SemiStrictJointAssertions(elementStatus, similarity = TRUE)

SymmetricDifference(elementStatus, similarity = TRUE)

RawSymmetricDifference(elementStatus, similarity = FALSE)

RobinsonFoulds(elementStatus, similarity = FALSE)

MarczewskiSteinhaus(elementStatus, similarity = TRUE)

SteelPenny(elementStatus, similarity = TRUE)

QuartetDivergence(elementStatus, similarity = TRUE)

SimilarityToReference(elementStatus, similarity = TRUE, normalize = FALSE)

Arguments

elementStatus

Two-dimensional integer array, with rows corresponding to counts of matching quartets or partitions for each tree, and columns named according to the output of QuartetStatus() or SplitStatus().

similarity

Logical specifying whether to calculate the similarity or dissimilarity.

normalize

Logical; if TRUE, a random or star tree has expected similarity 0 (or difference 1), and the maximum possible score is one. If FALSE, zero similarity corresponds to all quartets contradicted, whereas one corresponds to all quartets correctly resolved – which will be unattainable if the reference tree contains polytomies.

Details

Estabrook et al. (1985) (table 2) define four similarity metrics in terms of the total number of quartets (N, their Q), the number of quartets resolved in the same manner in two trees (s), the number resolved differently in both trees (d), the number resolved in tree 1 or 2 but unresolved in the other tree (r1, r2), and the number that are unresolved in both trees (u).

The similarity metrics are then given as below. The dissimilarity metrics are their complement (i.e. 1 - similarity), and can be calculated algebraically using the identity N = s + d + r1 + r2 + u.

Although defined using quartets, analogous values can be calculated using partitions – though for a number of reasons, quartets may offer a more meaningful measure of the amount of information shared by two trees (Smith 2020).
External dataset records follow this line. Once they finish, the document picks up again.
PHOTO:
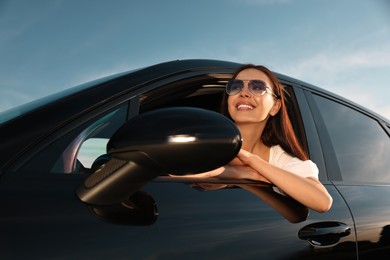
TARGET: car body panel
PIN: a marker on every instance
(42, 216)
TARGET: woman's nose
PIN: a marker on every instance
(245, 90)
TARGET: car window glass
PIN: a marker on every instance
(361, 145)
(91, 149)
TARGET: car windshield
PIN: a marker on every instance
(25, 108)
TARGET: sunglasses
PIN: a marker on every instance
(255, 86)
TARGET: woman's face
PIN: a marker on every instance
(246, 107)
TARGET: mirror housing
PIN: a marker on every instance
(181, 140)
(177, 140)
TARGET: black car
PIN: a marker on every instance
(84, 174)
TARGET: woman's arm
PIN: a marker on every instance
(308, 191)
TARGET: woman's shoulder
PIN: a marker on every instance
(279, 155)
(281, 158)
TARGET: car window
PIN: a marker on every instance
(360, 143)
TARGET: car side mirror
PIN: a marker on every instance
(177, 140)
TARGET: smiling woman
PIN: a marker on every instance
(270, 150)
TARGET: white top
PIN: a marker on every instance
(282, 159)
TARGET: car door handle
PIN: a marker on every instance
(324, 234)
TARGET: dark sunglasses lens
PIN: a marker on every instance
(257, 87)
(234, 87)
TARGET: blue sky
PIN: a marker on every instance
(340, 45)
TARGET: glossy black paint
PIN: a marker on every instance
(42, 216)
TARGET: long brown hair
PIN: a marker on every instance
(278, 130)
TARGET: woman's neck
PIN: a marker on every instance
(251, 136)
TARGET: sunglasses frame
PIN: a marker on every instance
(249, 88)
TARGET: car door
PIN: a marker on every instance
(358, 148)
(169, 217)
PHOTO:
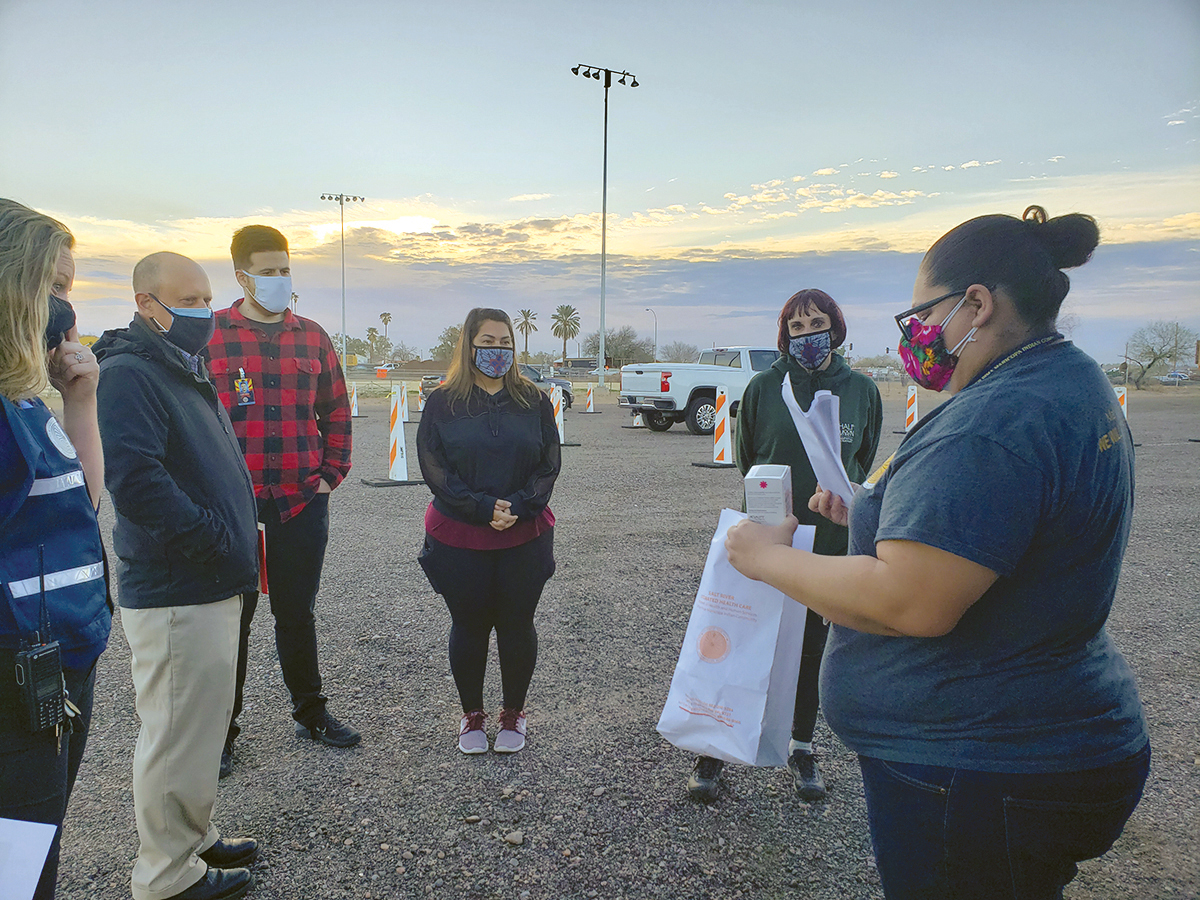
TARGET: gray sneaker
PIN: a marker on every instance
(706, 779)
(511, 736)
(809, 784)
(472, 737)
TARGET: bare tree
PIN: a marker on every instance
(621, 346)
(1158, 343)
(525, 325)
(679, 352)
(403, 353)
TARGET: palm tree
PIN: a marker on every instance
(525, 325)
(567, 325)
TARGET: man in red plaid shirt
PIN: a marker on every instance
(281, 381)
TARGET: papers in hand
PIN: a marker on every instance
(820, 430)
(23, 849)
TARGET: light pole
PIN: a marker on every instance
(594, 72)
(341, 199)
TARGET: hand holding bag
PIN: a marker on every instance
(733, 690)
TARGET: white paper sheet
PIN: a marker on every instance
(23, 849)
(820, 430)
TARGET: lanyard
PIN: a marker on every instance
(1018, 352)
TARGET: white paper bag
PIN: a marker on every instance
(733, 690)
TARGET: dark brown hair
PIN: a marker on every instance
(1023, 256)
(804, 300)
(255, 239)
(461, 377)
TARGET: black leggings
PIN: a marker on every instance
(490, 589)
(804, 719)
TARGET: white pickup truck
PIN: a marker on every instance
(669, 393)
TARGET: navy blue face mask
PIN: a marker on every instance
(811, 351)
(61, 321)
(493, 361)
(191, 329)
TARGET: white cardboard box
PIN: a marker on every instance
(769, 493)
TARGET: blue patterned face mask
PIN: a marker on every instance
(810, 351)
(493, 361)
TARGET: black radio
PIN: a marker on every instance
(42, 689)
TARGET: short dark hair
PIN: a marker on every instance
(1023, 256)
(804, 300)
(255, 239)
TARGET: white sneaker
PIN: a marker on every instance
(511, 735)
(472, 737)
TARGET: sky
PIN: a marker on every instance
(768, 147)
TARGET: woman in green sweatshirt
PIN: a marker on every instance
(810, 329)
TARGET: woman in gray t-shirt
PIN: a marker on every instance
(999, 729)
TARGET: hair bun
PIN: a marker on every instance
(1069, 239)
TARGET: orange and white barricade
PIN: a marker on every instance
(723, 442)
(397, 456)
(910, 409)
(556, 401)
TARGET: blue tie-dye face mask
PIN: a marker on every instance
(493, 361)
(810, 351)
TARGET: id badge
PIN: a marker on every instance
(245, 389)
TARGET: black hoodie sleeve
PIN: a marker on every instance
(534, 496)
(133, 430)
(448, 486)
(871, 429)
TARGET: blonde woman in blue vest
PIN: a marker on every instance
(54, 610)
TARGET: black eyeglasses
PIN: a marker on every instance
(904, 318)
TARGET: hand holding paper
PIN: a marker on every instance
(820, 430)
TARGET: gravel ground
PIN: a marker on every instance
(595, 807)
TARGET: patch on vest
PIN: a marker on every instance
(59, 438)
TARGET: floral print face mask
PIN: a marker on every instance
(925, 357)
(493, 361)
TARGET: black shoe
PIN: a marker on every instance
(227, 760)
(329, 731)
(232, 853)
(220, 885)
(705, 781)
(809, 784)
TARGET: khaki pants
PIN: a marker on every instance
(184, 665)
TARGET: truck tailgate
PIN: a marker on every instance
(641, 379)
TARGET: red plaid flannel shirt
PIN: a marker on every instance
(298, 430)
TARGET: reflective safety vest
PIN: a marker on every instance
(46, 508)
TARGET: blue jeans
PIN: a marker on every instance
(295, 553)
(958, 834)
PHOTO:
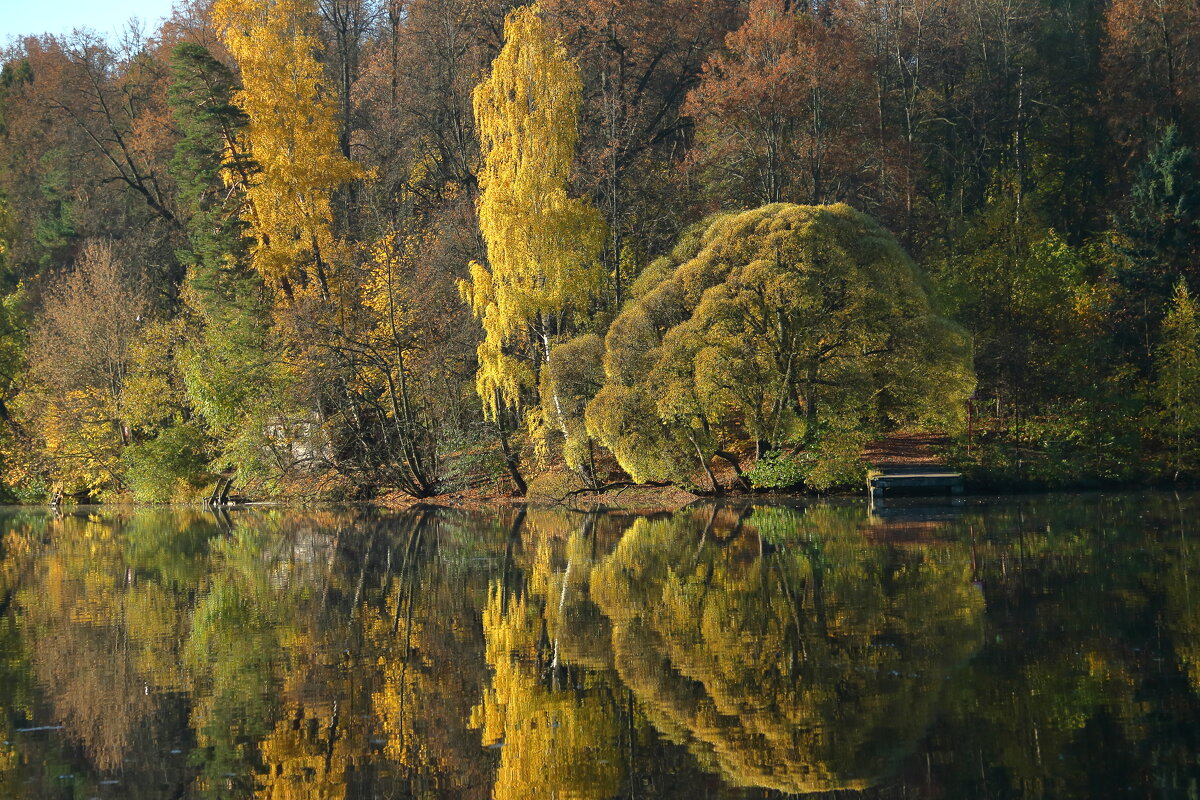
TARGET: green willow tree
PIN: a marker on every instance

  • Do Not Conflict (DC): (s + r1 + r2 + u) / N

  • Explicitly Agree (EA): s / N

  • Strict Joint Assertions (SJA): s / (s + d)

  • SemiStrict Joint Assertions (SSJA): s / (s + d + u)

(The numerator of the SemiStrict Joint Assertions similarity metric is given in Estabrook et al. (1985) table 2 as s + d, but this is understood, with reference to their text, to be a typographic error.)

Steel and Penny (1993) propose a further metric, which they denote d_Q_, which this package calculates using the function SteelPenny():

  • Steel & Penny's quartet metric (dQ): (s + u) / N

Another take on tree similarity is to consider the symmetric difference: that is, the number of partitions or quartets present in one tree that do not appear in the other, originally used to measure tree similarity by Robinson and Foulds (1981). (Note that, given the familiarity of the Robinson–Foulds distance metric, this quantity is be default expressed as a difference rather than a similarity.)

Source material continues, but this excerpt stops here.